I do not know the answer to that question. I do not think anyone can know that unless he actually faces the experience of cancer. But here are my thoughts :

  • I would be paying a great deal of attention to the inner healing process that I would hope that the diagnosis would trigger in me. I would be giving careful thought to what had meaning for me now - just what in my life I wanted to let go of and what I wanted to keep.

  • I would give careful thought to choosing a mainstream physician. I would be looking less for someone with wonderful empathic skill than for someone who had a reputation for basic kindness who would also be willing to take the time I needed to answer my questions. Above all, I would be looking for someone who really stayed on top of the technical aspects of my treatment and who recognized that I was the kind of patient who wanted to share in making the decisions. I would also look for someone who was willing to stick with me if I embarked on alternative therapies. If possible, I would want someone who had a good reputation for staying with his patients medically and emotionally if they are facing death.

  • I would use mainstream therapies that offered what seemed to me a real and meaningful chance for recovery, and I would use them with gratitude and work to augment their effectiveness. But I suspect that I would be somewhat unlikely to undertake experimental therapies or therapies with a very low probability of success that were very toxic and would compromise my capacity to live and die as I chose.

  • I would use complementary therapies. My first choices would include psychotherapy with a therapist experienced in work with people with cancer; a first-rate support group; and a healer with a good reputation. I would deepen and augment my regular nutritional program and I would strengthen my meditation and yoga practices. I would spend a lot of time in nature, walking in the woods, along the ocean, and in the mountains.

  • I would unquestionably use traditional Chinese medicine.

  • I would explore whether any of the high-tech atlernative therapies appeared to have anything to offer me.

  • I would be deeply grateful for all the training I had received from friends in the Cancer Help Program in how to face cancer as best as one humanly can.
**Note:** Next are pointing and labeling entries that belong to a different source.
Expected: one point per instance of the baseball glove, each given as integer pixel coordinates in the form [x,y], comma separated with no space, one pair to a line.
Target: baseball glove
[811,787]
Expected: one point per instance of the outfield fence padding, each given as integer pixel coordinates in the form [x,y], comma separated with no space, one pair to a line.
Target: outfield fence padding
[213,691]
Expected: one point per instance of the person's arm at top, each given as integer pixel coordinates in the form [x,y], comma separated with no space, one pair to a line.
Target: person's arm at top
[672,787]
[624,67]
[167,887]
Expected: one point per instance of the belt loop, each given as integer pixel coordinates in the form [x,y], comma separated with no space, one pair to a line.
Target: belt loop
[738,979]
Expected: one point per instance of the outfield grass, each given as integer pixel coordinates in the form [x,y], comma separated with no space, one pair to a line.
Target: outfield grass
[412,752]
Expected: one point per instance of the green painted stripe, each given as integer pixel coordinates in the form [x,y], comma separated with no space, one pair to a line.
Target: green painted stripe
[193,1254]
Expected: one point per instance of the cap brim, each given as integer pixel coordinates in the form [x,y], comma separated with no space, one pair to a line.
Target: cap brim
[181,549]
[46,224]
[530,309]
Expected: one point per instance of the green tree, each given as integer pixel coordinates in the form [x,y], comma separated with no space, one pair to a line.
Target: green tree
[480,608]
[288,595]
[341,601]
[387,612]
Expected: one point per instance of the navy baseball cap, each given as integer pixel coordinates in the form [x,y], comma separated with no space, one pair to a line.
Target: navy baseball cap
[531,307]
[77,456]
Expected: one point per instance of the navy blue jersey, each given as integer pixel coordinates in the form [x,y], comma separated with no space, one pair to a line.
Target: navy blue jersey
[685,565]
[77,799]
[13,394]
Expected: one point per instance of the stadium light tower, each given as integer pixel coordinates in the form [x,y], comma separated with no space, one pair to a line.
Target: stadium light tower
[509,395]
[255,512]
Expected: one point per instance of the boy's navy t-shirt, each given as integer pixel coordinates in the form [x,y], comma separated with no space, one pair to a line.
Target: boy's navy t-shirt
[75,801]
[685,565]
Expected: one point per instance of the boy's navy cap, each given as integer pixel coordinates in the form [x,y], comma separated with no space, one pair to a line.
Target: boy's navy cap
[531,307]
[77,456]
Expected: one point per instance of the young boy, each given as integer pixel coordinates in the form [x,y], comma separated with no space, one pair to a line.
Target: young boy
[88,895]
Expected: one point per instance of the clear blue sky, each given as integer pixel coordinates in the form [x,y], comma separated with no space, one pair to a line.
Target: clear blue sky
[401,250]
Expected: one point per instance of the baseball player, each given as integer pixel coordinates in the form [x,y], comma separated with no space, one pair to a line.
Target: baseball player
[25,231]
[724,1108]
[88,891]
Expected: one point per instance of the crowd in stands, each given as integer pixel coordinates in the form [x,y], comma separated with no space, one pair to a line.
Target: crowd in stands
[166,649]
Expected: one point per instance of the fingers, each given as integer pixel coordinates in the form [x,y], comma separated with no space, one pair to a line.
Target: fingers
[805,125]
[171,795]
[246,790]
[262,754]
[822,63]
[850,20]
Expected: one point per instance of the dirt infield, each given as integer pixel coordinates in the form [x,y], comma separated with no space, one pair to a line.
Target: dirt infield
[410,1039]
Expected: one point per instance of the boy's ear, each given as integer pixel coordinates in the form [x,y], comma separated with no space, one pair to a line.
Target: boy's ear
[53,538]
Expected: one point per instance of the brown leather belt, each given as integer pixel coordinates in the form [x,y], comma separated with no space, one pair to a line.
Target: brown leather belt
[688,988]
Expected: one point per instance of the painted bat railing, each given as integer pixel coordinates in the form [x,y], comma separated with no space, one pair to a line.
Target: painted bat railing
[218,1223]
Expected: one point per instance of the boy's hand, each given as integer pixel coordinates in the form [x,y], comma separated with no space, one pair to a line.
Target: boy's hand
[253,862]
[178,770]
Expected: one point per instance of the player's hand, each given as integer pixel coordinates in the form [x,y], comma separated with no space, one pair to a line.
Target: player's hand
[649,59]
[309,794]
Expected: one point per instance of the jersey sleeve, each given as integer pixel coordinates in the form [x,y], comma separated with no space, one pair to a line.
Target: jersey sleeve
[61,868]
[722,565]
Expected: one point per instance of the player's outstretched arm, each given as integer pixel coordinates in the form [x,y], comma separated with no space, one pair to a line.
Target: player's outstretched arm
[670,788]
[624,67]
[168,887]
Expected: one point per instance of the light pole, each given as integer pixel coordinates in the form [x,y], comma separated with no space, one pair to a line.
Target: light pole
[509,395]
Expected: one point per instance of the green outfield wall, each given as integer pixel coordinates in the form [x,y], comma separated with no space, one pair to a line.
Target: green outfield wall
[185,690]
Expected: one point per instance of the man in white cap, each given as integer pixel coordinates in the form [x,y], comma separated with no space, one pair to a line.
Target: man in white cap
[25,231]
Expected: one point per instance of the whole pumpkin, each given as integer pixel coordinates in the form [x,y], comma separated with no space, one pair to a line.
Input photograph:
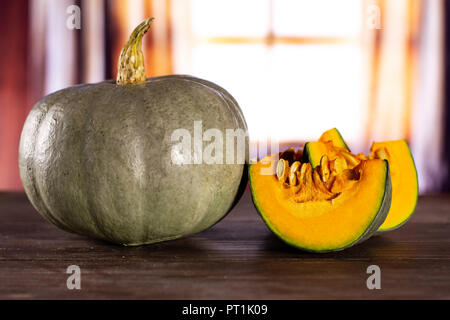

I would recognize the months or years of active battle for recovery that lay ahead, followed either by living with the possibility of recurrence or facing recurrence and death as a fundamentally new part of my life. I would go for life, for recovery, with every possible tool and resource I could find. But I would also seek to face death with the same recognition of the challenge and the possibilities.

  • I would spend time with people I care a lot about and with books, with writing, with music, with nature, and with God. I would do everything I could that I had not yet done and did not want to leave undone. I would not waste time with old obligations or conventions, althoutgh I would seek to extricate myself from them decently. I would be off into pure life, following its lead.

I can say none of these things with certainty. How can any of us know what he would actually do?

In cancer, there is no single right choice for all of us, but there are surely right choices for each of us. There are no certain courses of action, but there are certainly educated and wiser choices, as opposed to uneducated and more foolish ones. The skill is in the movement from ignorance toward knowledge and from knowledge toward wisdom. In wisdom, we choose what we are least likely to regret. Accepting the pain and sorrow inherent in the fate we have been given, we can seek also the beauty and the joy.